Police brutality more widespread during Bersih 3.0, says Bar Council

Police brutality more widespread during Bersih 3.0, says Bar Council

UPDATED @ 06:59:58 AM 02-05-2012
May 01, 2012
Bar Council president Lim Chee Wee at the briefing. — Picture by Jack Ooi
KUALA LUMPUR, May 1 — The Bar Council has blamed the police for the violence of last Saturday’s Bersih 3.0 rally, accusing the authorities of human rights violations and widespread brutality. Lim Chee Wee, who is Bar Council president, said that its monitoring team found more instances of police brutality compared to last year’s Bersih event.
A highly critical Lim said the authorities had failed to take heed of criticisms and recommendations outlined by the Malaysian Human Rights Commission (Suhakam) with regards to police conduct during Bersih’s first two rallies, and lamented on how “little has changed.”
“It is incomprehensible, if not a reflection of the sheer incompetence or arrogance of the police force that it has not learnt from its past mistakes in the management of assemblies of people exercising their constitutional right, so well documented and analysed by Suhakam in its two reports and the pending ongoing inquiry.
“Police brutality this time around has been magnified, there is more police brutality (compared to last year.) There was arbitrary use of tear gas, water cannons,” Lim told reporters here.
The lawyer said that last weekend’s events showed an “urgent” need for the police force to undergo a “transformation programme”, to be changed by force of statute through the establishment of an “independent and credible external mechanism.”
“This will be achieved through the Independent Police Complaints and Misconduct Commission (IPCMC) envisaged by the Royal Commission on the Enhancement of the Management and Operations of the Police,” Lim added.
The Bar’s interim report found, among other things, the use of force by the police was far worse this time around. — file pic
He said the Bar’s interim report on the Bersih 3.0 rally had found that: 1. The rally was peaceful until around 3pm when the police unleashed water cannon and tear gas on the crowd;
2. The use of force by the police without any obvious provocation or cause, was far worse, indiscriminate, disproportionate and excessive;
3. Police brutality was more widespread;
4. There was a concerted effort by the police to prevent and stop any recording of their actions and conduct;
5. Police fired tear gas directly at the crowd and their firing pattern was to box in the participants rather than allow them to disperse quickly
6. After which pockets of retaliatory behaviour was exhibited by some participants of the rally to the wrongful use of force by the police;
7. The police were observed taunting and mocking the crowd;
8. When items were thrown by some of the participants at the police, the police stooped to return like for like; and
9. Not all police personnel were wearing and displaying their police identification number on their uniforms.

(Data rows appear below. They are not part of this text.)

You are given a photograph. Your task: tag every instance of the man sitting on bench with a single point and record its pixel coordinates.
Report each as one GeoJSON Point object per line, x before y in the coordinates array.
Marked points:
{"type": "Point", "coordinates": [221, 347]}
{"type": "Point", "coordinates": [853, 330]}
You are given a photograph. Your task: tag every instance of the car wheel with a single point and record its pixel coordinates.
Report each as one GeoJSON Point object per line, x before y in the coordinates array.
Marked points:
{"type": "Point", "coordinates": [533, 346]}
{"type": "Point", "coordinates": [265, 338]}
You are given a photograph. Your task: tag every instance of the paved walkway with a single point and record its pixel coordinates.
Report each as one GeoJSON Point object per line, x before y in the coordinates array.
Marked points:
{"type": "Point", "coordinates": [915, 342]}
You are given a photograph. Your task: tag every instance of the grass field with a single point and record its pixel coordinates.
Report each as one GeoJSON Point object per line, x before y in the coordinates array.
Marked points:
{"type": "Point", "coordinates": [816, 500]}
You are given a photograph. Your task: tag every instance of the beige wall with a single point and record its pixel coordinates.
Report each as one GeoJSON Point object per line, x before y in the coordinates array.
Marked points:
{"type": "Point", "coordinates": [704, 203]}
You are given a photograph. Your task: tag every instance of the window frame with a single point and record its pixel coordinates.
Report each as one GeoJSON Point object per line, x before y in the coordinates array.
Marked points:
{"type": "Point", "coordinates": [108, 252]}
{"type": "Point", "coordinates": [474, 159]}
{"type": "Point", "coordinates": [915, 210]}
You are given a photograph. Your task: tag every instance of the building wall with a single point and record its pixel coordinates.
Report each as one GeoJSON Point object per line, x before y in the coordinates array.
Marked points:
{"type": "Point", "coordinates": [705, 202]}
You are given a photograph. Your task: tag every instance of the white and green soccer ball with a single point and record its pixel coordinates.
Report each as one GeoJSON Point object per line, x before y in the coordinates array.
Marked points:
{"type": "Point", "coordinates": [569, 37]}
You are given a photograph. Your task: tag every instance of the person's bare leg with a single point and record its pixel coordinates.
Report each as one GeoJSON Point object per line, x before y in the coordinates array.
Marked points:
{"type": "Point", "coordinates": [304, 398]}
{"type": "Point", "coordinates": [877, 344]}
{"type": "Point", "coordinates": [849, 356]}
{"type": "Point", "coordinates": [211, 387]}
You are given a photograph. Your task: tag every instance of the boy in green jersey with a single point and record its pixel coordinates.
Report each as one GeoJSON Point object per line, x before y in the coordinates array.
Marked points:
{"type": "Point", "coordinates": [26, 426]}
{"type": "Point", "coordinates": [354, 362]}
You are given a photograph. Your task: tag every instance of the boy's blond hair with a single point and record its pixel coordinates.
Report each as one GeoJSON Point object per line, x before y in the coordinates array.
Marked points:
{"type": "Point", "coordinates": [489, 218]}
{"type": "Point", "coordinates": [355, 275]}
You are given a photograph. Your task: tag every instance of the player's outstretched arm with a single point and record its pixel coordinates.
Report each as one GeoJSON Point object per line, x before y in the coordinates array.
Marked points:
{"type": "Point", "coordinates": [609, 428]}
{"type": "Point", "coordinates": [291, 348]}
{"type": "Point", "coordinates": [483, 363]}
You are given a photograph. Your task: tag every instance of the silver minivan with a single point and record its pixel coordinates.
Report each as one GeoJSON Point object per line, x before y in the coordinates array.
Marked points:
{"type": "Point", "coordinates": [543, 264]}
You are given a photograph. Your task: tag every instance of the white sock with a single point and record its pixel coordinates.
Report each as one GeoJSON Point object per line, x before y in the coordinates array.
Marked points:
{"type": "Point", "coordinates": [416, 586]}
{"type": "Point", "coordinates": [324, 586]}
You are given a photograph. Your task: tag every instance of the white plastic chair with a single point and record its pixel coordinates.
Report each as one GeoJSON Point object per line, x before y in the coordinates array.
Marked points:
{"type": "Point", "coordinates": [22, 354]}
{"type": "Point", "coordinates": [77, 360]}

Lim also said that the authorities had disregarded provisions within the United Nations Basic Principles on the Use of Force and Firearms by Law Enforcement Officials (UNBPUFF), the United Nations Code of Conduct for Law Enforcement Officials (UNCC), and Amnesty International guidelines.
“Principle 13 (of the UNBPUFF) states that in the dispersal of assemblies that are unlawful but non-violent, law enforcement officials shall avoid the use of force or, where that is not practicable, shall restrict such force to the minimum use,” he said.
Lim also pointed out that a 2006 Suhakam report had recommended that the police and Federal Reserve Unit (FRU) implement a five-stage process in any utilisation of force: “verbal persuasion, unarmed physical force, force using non-lethal weapons, force using impact weapons and deadly force.”
“At which point did the police comply with the recommendations set by Suhakam?” he asked.